Согласно Ронену, указанные подтексты позволяют понять герметичный смысл звездных образов у Мандельштама, воплощенный как раз в рассматриваемом стихотворении.

К этому же произведению обращалась Л. Гутрина [Гутрина 2009]. Исследовательница отстаивает идею, что в стихотворении описывается женский портрет. Подчиняя свой разбор этой мысли, она однозначно трактует точимую косу как фольклорный образ Смерти и видит в стихотворении «столкновение преданности/любви – и смерти» [Гутрина 2009: 125]. О теме преданности/любви сигнализирует слово зегзица, опять-таки однозначно отсылающее к плачу Ярославны из «Слова о полку Игореве». Другое указание на женский образ, по мнению исследовательницы, зашифровано в аллитерации гзи-зе (по зегзице в зенице), которая «не может не актуализировать» хлебниковское «Бобэоби пелись губы», в частности его пятую строку – «Гзи-гзи-гзэо пелась цепь». Развивая свою догадку, что перед нами портрет, Гутрина приходит к выводу, что цепь – это женская цепочка. В то же время – в соответствии с биографией и сложившимся образом Мандельштама – та же цепь «напоминает о цепях на ногах каторжан».

Зеница – зрачок – заставляет автора вспомнить о стихотворении «Твой зрачок в небесной корке…», посвященном Надежде Мандельштам (второй женский образ в «Были очи…»).

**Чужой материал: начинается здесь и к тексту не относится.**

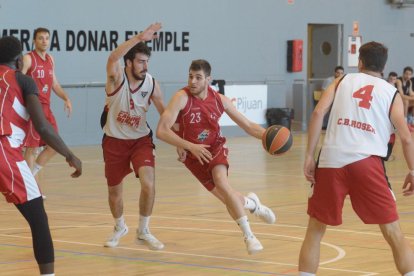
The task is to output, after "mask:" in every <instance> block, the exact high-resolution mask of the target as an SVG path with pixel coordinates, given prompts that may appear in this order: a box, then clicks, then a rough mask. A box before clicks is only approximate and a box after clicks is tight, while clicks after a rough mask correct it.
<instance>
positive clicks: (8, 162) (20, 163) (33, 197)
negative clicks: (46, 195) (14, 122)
mask: <svg viewBox="0 0 414 276" xmlns="http://www.w3.org/2000/svg"><path fill="white" fill-rule="evenodd" d="M8 139H9V138H7V137H6V136H0V172H1V173H0V191H1V193H2V194H3V195H4V196H5V197H6V200H7V202H10V203H14V204H22V203H25V202H27V201H29V200H32V199H35V198H38V197H40V196H41V193H40V190H39V186H38V185H37V183H36V180H35V179H34V177H33V175H32V172H31V171H30V168H29V167H28V166H27V163H26V161H24V158H23V155H22V150H21V148H20V147H18V148H13V147H11V145H10V143H9V140H8Z"/></svg>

Его Гутрина интерпретирует как «просьбу говорящего о молитве за спасение» [Гутрина 2009: 126], опираясь на строки «Омут ока удивленный, – / Кинь его вдогонку мне». Рассматривая «Были очи…» как стихотворение о Ярославне, исследовательница приходит к выводу, что оно контрастно по отношению к первоисточнику: в «Слове о полку…» «молитва за спасение» была услышана, тогда как у Мандельштама звезды невосприимчивы к молению земной женщины. В результате смысл стихов обозначен как горькое предположение о том, «скольких ждут и скольких оплакивают Ярославны 1937 года» с проекцией «собственной судьбы поэта <…> на историю плененного князя Игоря» [Гутрина 2009: 127].

Вывод исследовательницы: «Стихотворение „Были очи острее точимой косы“ – крошечная портретная зарисовка. Портрет начинается с „крупного“ плана – мы видим очи, наполненные слезами, напряженно вглядывающиеся куда-то, затем „крупный план“ сменяется „общим“, мы – как зрители – словно отодвигаемся от объекта и вот уже видим женщину, обратившую взгляд к звездному небу» [Гутрина 2009: 128].

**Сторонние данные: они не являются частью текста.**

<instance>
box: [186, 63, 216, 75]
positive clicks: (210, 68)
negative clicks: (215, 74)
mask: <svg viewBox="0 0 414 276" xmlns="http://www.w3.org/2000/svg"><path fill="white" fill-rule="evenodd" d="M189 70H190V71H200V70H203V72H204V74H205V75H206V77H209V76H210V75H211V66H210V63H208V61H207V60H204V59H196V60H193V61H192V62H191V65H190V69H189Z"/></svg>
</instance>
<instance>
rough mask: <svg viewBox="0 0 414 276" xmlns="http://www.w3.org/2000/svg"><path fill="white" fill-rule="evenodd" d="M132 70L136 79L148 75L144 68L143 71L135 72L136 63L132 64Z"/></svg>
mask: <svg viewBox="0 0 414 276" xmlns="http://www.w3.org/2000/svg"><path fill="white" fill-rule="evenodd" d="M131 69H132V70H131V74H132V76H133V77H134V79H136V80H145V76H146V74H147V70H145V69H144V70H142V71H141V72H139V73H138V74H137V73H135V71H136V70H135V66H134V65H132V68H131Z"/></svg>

Авторы настоящей книги, рискуя расписаться в своем невежестве, должны признаться, что не видят в стихотворении ни женщину, ни проекций «я» на князя Игоря, ни цепей каторжан, ни строк Вяч. Иванова, ни узел Хима / звезд Плеяд. Звезды как таковые, впрочем, видят, потому что они точно названы в тексте. Но о видении авторов – чуть позже, после соображений о том, что произошло в разборах Ронена и Гутриной.

На основе четырех не вполне понятных – это положение не вызывает сомнений – мандельштамовских строк Гутрина возводит смысловую конструкцию, главным образом связанную с ее фоновым знанием о мученической судьбе поэта. То есть исследовательница проецирует свое – вполне конвенциональное – представление о Мандельштаме на его текст, фокусируясь на трагической фигуре жены поэта. Поскольку сюжет «Слова о полку…» нужным образом отвечает интерпретации автора и ее подкрепляет, произведение обозначается как подтекст, без актуализации которого понять стихотворение невозможно.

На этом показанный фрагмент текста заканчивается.